Superfluous line break characters after PDF conversion


#1

Hi,

After conversion of any docx or txt files with any plain text to pdf on latest Aspose.Words for .NET 17.8:
new Document(path).Save(stream, SaveFormat.Pdf)
Each line of text in output pdf contains line-break.
In the same time, if save specified file as pdf from Microsoft Office Word’s UI - no additional line breaks.

For example,
Original text or text copied from pdf generated by Microsoft Office Word
Lorem ipsum dolor sit amet, consectetur adipiscing elit. Donec accumsan finibus elit, quis facilisis augue aliquet vitae. Nunc sit amet tempor est, quis congue ante. In eleifend nunc ac lorem varius, ut fermentum ligula fringilla. Integer turpis ligula, facilisis non viverra id, vulputate quis nisi. Cras sollicitudin tristique nisl vel pharetra. Nullam nunc magna, fermentum sed facilisis vel, imperdiet sed est. In hac habitasse platea dictumst. Ut egestas molestie nisl a ultricies. Proin sit amet dolor ac orci aliquet fermentum tempor eget nulla.
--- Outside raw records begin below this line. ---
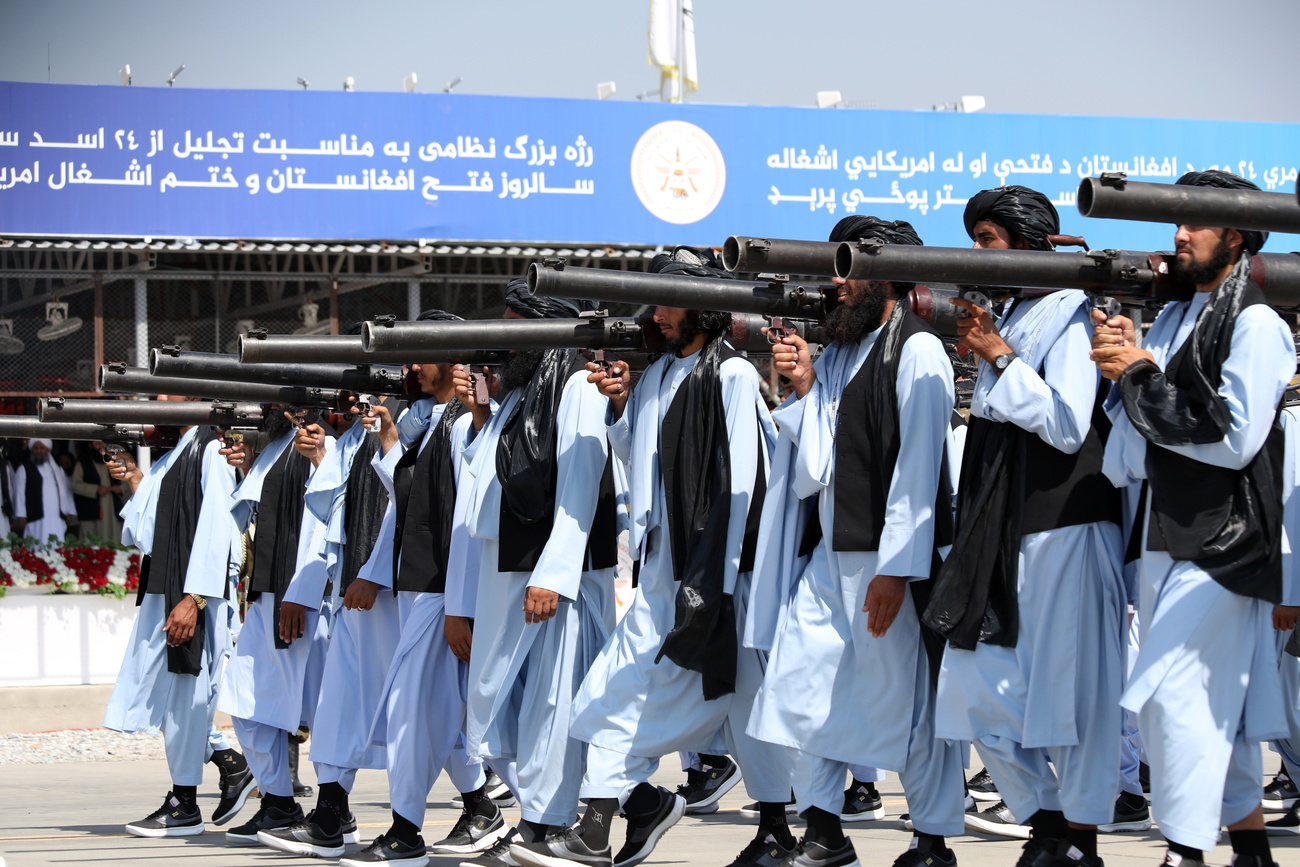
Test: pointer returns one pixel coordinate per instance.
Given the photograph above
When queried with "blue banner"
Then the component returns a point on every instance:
(180, 163)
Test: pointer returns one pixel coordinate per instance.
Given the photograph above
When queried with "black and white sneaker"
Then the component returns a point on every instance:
(999, 820)
(752, 811)
(1287, 826)
(235, 788)
(982, 787)
(395, 853)
(564, 849)
(1281, 794)
(304, 837)
(265, 819)
(1131, 814)
(862, 803)
(918, 855)
(173, 819)
(645, 829)
(763, 853)
(495, 789)
(498, 854)
(705, 788)
(814, 854)
(472, 833)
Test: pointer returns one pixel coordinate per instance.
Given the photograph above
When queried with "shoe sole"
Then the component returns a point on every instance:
(298, 846)
(182, 831)
(484, 842)
(679, 810)
(241, 800)
(866, 815)
(996, 828)
(715, 796)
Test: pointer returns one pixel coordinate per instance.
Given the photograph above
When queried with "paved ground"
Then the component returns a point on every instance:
(73, 814)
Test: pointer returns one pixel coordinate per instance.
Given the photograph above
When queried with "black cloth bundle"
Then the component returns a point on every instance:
(703, 631)
(174, 524)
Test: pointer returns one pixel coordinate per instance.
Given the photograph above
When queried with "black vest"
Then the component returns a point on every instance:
(1225, 520)
(423, 536)
(670, 438)
(521, 543)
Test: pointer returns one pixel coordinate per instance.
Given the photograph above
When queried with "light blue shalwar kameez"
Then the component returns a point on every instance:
(835, 694)
(1288, 666)
(423, 710)
(267, 690)
(1053, 698)
(633, 709)
(362, 642)
(147, 697)
(523, 677)
(1205, 684)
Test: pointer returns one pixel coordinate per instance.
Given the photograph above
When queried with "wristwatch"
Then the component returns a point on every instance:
(1004, 362)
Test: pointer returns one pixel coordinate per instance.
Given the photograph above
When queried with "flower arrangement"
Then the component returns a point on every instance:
(73, 566)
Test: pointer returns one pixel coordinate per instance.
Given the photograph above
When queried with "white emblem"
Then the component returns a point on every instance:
(677, 172)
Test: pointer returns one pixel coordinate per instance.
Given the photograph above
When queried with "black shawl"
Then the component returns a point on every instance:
(703, 631)
(174, 524)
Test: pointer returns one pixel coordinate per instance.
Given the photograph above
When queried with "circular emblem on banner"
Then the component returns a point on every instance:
(679, 172)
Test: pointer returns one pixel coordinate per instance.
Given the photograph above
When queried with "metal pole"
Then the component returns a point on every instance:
(412, 299)
(142, 350)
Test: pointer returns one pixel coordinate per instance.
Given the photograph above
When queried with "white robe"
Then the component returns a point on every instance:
(523, 676)
(1208, 655)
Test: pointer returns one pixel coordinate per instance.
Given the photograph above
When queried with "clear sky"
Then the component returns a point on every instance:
(1190, 59)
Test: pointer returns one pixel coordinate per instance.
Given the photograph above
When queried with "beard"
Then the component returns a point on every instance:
(1201, 273)
(687, 332)
(848, 323)
(277, 425)
(518, 368)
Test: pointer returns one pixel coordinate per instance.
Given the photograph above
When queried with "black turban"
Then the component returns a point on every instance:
(434, 315)
(690, 261)
(1251, 238)
(858, 228)
(1023, 212)
(523, 302)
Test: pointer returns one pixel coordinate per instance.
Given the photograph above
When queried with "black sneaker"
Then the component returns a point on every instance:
(924, 857)
(814, 854)
(982, 787)
(265, 819)
(235, 788)
(564, 849)
(1287, 826)
(703, 789)
(472, 833)
(1281, 794)
(497, 855)
(862, 803)
(1131, 814)
(497, 790)
(389, 852)
(304, 837)
(173, 819)
(999, 820)
(1038, 848)
(752, 810)
(645, 829)
(763, 853)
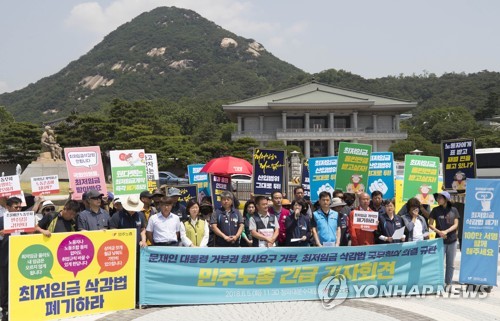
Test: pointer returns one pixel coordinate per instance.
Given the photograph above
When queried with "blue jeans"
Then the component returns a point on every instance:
(450, 250)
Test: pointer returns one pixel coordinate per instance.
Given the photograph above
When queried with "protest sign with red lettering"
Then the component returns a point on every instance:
(45, 185)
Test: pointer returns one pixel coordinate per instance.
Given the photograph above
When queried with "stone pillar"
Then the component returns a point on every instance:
(307, 148)
(240, 124)
(331, 122)
(331, 147)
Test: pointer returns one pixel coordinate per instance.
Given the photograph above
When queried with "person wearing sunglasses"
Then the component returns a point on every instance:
(94, 218)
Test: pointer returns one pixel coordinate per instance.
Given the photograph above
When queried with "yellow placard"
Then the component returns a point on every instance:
(71, 274)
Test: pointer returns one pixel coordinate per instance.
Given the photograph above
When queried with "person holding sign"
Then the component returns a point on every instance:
(263, 226)
(325, 227)
(362, 236)
(446, 218)
(390, 226)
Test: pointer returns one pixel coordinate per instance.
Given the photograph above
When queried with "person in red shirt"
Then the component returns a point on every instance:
(358, 236)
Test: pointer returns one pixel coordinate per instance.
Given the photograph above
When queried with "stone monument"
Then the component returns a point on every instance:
(50, 161)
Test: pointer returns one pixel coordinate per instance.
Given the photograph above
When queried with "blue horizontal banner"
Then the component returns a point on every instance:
(179, 276)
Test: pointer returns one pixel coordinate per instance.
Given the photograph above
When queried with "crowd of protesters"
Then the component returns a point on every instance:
(161, 220)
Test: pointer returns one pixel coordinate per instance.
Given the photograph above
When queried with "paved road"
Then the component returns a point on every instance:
(387, 309)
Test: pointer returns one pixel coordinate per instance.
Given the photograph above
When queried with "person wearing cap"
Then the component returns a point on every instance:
(177, 208)
(339, 206)
(446, 218)
(227, 222)
(94, 218)
(164, 228)
(298, 225)
(324, 224)
(281, 214)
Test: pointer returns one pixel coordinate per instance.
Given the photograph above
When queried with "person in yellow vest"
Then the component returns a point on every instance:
(194, 231)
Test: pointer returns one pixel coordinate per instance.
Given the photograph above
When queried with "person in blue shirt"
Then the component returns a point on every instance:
(324, 223)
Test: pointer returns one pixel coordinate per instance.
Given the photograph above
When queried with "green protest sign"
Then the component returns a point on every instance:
(352, 167)
(421, 178)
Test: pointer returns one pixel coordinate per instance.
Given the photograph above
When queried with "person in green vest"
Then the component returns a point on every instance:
(194, 231)
(55, 222)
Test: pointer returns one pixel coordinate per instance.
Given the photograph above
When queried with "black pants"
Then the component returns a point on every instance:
(4, 289)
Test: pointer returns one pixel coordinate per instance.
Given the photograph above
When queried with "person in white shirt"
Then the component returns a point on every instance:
(195, 231)
(164, 228)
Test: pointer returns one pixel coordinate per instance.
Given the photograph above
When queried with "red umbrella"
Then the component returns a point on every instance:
(228, 165)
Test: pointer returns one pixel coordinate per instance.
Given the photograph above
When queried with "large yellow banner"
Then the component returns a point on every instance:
(71, 274)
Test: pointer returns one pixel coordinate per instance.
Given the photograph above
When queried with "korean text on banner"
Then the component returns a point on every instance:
(128, 168)
(71, 274)
(235, 275)
(322, 174)
(421, 178)
(85, 170)
(269, 167)
(479, 261)
(353, 167)
(381, 175)
(459, 163)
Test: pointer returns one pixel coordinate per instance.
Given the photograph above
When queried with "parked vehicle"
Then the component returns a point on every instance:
(169, 178)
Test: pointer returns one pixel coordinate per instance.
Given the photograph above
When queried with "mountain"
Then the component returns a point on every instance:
(167, 53)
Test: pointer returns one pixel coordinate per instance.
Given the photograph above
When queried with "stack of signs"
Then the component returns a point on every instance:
(269, 168)
(381, 175)
(421, 178)
(353, 167)
(459, 163)
(323, 171)
(128, 168)
(85, 170)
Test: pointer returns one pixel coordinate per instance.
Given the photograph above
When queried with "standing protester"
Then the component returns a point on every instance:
(388, 223)
(262, 220)
(94, 218)
(298, 225)
(164, 228)
(325, 225)
(248, 212)
(195, 231)
(177, 208)
(61, 222)
(359, 236)
(281, 214)
(446, 218)
(227, 222)
(12, 204)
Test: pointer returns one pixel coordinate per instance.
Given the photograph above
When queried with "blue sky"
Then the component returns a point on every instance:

Text copied from pdf generated by Aspose.Words
Lorem ipsum dolor sit amet, consectetur adipiscing elit. Donec accumsan finibus elit, quis facilisis augue\r\n
aliquet vitae. Nunc sit amet tempor est, quis congue ante. In eleifend nunc ac lorem varius, ut fermentum\r\n
ligula fringilla. Integer turpis ligula, facilisis non viverra id, vulputate quis nisi. Cras sollicitudin tristique nisl\r\n
vel pharetra. Nullam nunc magna, fermentum sed facilisis vel, imperdiet sed est. In hac habitasse platea\r\n
dictumst. Ut egestas molestie nisl a ultricies. Proin sit amet dolor ac orci aliquet fermentum tempor eget\r\n
nulla.

Thanks.


#2

@WorkZone,

Thanks for your inquiry. Please ZIP and attach your input Word document here for testing. Please also share the steps to reproduce this issue at our end. We will investigate the issue on our side and provide you more information.


#3

Hi,

As I wrote it can be easily reproduced with any docx or txt files with any plain text, but you can use attached one Test.zip (9.0 KB).

STR:

  1. Open Test.docx in Microsoft Office Word
  2. Save files “As PDF”
  3. Open pdf from previous step in Acrobat Reader and copy text from it.
  4. Paste text, for example, to Microsoft Office Word and turn on special characters highlighting - no line breaks after each line.
  5. Run code new Document("Test.docx").Save("Test.pdf", SaveFormat.Pdf);
  6. Open Test.pdf in Acrobat Reader and copy text from it.
  7. Paste text, for example, to Microsoft Office Word and turn on special characters highlighting - line breaks after each line.

Thanks.


#4

@WorkZone,

Thanks for sharing the detail. Please use PdfSaveOptions.ExportDocumentStructure property to get or set a value determining whether or not to export document structure. Please use the following code example to get the desired output. Hope this helps you.

Document doc = new Document(MyDir + "Test.docx");
PdfSaveOptions options = new PdfSaveOptions();
options.ExportDocumentStructure = true;
doc.Save(MyDir + "17.9.pdf", options);

#5

Thank you,

Your solution works as expected.


#6

Hi again,

In our application, after we use code above to convert several Word documents, we need to concatenate them into single pdf. We use following code to concatenate pages:
new Document("Test.docx").Save("Test.pdf", SaveFormat.Pdf);
var pdfMain = new Aspose.Pdf.Document();
var pdf = new Aspose.Pdf.Document("Test.pdf"); // Fine, no line-breaks
pdfMain.Pages.Add(pdf.Pages);
pdfMain.Save("Main.pdf"); // Fail, again we see line-breaks!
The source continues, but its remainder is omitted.